A man convicted of murder escaped from a prison in east Arkansas on Sept. 30, authorities said.
Calvin Adams, who is serving a life-without-parole sentence, escaped from the East Arkansas Regional Unit in Brickeys, the Arkansas Department of Corrections said early Monday.
Adams was confirmed to have escaped when a unit-wide count was conducted, authorities said.
Adams was described as a 49-year-old white male weighing 180 pounds with brown eyes and brown, graying hair.
Adams has escaped prison before. In 2009, he and another inmate escaped while wearing prisoner-made guard uniforms and using fake identification badges.
Both were later captured in upstate New York.
“Their movement is severely restricted. They eat and shower in their cells. They can come out for an hour a day for exercise, but they do not go to an open recreation yard,” an official said.
“Whenever they are out of the cell, they are cuffed and shackled and two officers escort them at all times. At Cummins, they both had jobs and some movement within the institution. That’s gone.”

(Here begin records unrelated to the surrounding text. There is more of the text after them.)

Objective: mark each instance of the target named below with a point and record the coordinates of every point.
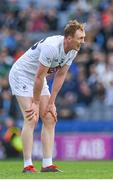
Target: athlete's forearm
(38, 85)
(57, 84)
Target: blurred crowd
(87, 92)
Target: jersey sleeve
(69, 62)
(46, 55)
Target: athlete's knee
(30, 123)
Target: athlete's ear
(69, 38)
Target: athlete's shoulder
(54, 40)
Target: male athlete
(27, 79)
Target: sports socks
(27, 162)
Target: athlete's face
(77, 39)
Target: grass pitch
(12, 169)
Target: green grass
(72, 170)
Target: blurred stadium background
(85, 103)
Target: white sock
(28, 162)
(46, 162)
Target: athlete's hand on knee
(33, 112)
(51, 108)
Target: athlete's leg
(48, 130)
(27, 130)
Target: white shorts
(21, 85)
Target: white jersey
(49, 52)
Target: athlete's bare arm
(58, 82)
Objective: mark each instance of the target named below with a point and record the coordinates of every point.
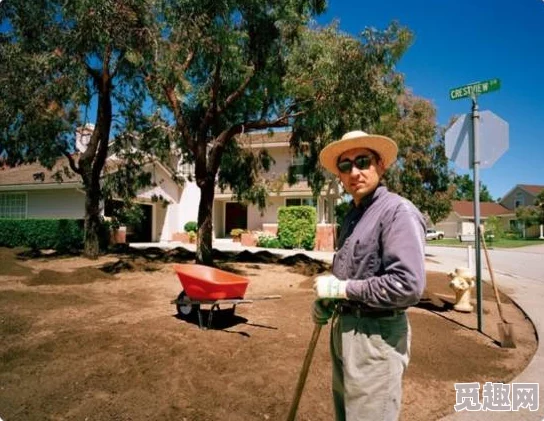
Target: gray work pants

Adams also escaped another time earlier this year but was later captured.
Prison Escapes
According to a 2005 study published in the Prison Journal, statistics for prison escapes aren’t widely available.“Although prison escape raises public fear and causes greater scrutiny of the correctional system, there is a lack of cohesive data on prison escapes and official records on prison escape are simply not maintained on a standardized basis,” author Richard Culp wrote.
Using data from different sources, including newspaper accounts, Culp found that about 3 percent of all inmates escaped at some point during their prison term and on an annual basis approximately 1.4 percent of the prison population escapes confinement.
The overwhelming majority, 88.5 percent, escaped from minimum-security facilities. The prison escape rate declined from 1988 to 1998 even as the prison population increased, the study found.